The Forum
On the days I could fiddle ninepence out of Mam’s change when I did the errands, I would race down to the Forum Cinema, no matter what film was being shown. This was our bolthole, our escape from the sour face of school, work, or parents. It was our shrine to the imagination, its dream-like version of reality an antidote to the boredom which was Broxtowe. It was a haven for all the youth of the neighbourhood, and in the cold and stormy winters of the early 1940s it was as warm as a nest.
The reek of cigarette smoke floating over our heads was particularly comforting. The aroma of girls moistened by strategic dabs of Evening in Paris scent, bought at Woolworth’s for sixpence a phial, induced a kind of mass arousal in youths new to sex. If we couldn’t get off with a girl after this fragrant stimulus, we would take our disappointment out on the film. At moments of high passion on the screen some kid always farted. Others yelled obscene sex instructions to the dopey looking hero as he mooned over his virginal sweetheart.
On hungry evenings, when tea was a distant memory, meals on the screen tortured us. Why were Hollywood cakes always cliff-sized? And why were they always so rich and creamy when we needed a detective to find the grit-like currants in the thin slabs our mams brought home from the Co-op? There were times when we would have swapped those same mothers for a plate of Hollywood’s monumental confectionery.
Even worse, as we moved deeper into our teen years, was having to watch stars like Humphrey Bogart and Bette Davis light a king-sized cigarette then stub it out after just one casual puff. Light-puff-stub. Light-puff-stub. On and on it went in film after film, these legends wasting the world’s supply of cigarettes while the khaki-fingered addicts in the Forum scorched their lips on half an inch of Woodbine. But such torture was a price we were willing to pay. After all, it was the Golden Age of the cinema, and we its faithful acolytes.
To us, LIFE was spelled USA. The films taught us that it was an exotic land where every dad had the wherewithal to buy his kid a car the size of an aircraft carrier - where every kid might find the end of a rainbow.
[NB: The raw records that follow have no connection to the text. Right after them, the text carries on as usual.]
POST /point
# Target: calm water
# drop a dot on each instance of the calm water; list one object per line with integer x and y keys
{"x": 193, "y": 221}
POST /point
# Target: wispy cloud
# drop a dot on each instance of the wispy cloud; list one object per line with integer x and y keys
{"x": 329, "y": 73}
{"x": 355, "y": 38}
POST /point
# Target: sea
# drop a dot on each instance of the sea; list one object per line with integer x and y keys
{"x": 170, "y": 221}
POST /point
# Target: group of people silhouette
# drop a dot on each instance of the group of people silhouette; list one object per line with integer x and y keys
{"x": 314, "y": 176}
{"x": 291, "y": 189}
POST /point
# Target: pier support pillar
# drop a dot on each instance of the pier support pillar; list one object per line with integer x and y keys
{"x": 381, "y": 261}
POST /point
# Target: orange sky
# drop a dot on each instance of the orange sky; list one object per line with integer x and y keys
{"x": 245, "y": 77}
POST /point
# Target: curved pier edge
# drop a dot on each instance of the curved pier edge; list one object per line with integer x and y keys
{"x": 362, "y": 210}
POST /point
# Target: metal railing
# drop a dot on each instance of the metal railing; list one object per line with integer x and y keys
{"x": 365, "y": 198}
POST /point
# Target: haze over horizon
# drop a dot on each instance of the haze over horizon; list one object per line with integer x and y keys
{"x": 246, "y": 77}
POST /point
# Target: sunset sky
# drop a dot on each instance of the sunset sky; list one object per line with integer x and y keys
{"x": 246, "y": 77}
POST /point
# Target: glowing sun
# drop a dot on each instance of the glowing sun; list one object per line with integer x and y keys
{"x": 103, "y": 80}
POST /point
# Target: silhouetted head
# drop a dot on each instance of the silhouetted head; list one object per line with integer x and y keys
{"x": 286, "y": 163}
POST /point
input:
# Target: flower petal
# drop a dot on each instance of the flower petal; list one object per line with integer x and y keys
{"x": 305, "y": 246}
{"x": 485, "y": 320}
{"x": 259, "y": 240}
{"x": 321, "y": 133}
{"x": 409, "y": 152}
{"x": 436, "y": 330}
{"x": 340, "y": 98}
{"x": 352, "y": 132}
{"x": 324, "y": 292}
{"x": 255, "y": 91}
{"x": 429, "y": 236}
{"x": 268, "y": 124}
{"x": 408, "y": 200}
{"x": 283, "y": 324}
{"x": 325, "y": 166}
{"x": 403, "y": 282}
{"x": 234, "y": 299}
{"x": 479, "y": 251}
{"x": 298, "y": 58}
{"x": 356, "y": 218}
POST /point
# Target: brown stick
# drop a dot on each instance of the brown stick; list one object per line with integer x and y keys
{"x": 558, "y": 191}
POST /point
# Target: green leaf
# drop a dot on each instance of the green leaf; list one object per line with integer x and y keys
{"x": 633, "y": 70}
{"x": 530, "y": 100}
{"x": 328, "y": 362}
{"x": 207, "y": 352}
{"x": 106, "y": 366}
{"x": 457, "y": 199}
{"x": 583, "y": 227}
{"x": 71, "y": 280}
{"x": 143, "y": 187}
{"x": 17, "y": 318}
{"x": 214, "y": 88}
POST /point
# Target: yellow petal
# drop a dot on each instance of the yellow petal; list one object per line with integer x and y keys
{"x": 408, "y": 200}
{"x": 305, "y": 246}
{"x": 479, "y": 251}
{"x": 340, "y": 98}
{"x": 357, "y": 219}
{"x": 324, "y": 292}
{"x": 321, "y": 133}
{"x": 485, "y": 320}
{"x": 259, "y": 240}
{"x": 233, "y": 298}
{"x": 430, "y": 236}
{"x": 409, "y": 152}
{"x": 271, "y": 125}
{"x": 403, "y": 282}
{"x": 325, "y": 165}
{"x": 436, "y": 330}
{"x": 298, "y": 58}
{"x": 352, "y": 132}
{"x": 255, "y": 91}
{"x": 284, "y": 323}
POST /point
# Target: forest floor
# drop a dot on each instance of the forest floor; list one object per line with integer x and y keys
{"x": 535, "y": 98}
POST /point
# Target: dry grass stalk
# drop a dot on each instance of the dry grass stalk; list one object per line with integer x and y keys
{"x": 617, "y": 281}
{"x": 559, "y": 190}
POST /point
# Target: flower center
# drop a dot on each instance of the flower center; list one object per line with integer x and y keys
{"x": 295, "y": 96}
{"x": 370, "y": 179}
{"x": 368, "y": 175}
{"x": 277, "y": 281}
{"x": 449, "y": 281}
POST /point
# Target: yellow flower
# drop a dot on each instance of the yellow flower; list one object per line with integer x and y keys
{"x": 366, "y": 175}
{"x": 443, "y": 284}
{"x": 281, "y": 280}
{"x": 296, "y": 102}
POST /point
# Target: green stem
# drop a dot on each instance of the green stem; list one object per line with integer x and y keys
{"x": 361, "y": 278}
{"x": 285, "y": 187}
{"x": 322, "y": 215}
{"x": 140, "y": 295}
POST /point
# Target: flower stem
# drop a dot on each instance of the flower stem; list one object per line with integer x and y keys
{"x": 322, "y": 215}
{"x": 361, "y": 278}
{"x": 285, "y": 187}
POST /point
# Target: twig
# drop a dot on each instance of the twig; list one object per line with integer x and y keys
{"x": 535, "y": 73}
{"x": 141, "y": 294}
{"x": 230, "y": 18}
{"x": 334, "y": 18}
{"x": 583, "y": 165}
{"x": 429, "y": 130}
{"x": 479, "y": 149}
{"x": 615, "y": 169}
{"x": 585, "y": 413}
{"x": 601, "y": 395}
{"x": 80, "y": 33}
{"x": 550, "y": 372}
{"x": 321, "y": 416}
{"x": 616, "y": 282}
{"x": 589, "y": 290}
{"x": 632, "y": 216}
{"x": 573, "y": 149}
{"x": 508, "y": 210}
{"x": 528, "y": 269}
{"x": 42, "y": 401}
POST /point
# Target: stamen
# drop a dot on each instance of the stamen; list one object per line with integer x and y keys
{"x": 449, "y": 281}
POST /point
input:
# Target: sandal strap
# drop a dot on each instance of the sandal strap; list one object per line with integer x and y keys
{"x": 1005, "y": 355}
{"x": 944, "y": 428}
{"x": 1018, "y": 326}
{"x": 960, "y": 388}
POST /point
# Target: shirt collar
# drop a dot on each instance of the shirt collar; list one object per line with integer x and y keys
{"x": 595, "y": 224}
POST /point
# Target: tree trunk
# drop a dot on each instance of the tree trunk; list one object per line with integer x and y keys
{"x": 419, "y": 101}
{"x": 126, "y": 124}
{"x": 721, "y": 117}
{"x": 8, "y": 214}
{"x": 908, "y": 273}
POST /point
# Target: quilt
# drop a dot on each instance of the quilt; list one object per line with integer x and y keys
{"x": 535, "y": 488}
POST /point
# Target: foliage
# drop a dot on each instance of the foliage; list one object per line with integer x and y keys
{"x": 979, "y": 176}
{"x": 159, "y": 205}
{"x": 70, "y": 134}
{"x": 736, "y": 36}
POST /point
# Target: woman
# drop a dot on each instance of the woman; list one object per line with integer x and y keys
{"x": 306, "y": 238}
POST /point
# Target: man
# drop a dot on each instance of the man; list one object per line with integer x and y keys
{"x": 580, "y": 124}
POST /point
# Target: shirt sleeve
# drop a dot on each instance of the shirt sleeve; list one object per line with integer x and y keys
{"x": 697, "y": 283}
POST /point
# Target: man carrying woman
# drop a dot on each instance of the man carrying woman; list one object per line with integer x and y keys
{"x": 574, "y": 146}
Even the street bums of the Bowery and the share-croppers of Oklahoma had an apple-pie time and struck it rich somewhere along the highway. In the USA, everybody wins in the end. That’s how Hollywood showed it up there on the hypnotic screen of the Forum. How many times did we see the Jewish kid from the ghetto pound on the rented piano until he was recognised as the genius who wrote the melodies nobody could forget? And that skinny brat with the pigtails and the wire on her teeth, the one who looked like Judy Garland or Gloria De Haven - how many times was she transformed into a wide-eyed, beautiful Broadway star? Yes, the beautiful was possible in the USA. That’s what the Forum showed us, and what we wanted to believe.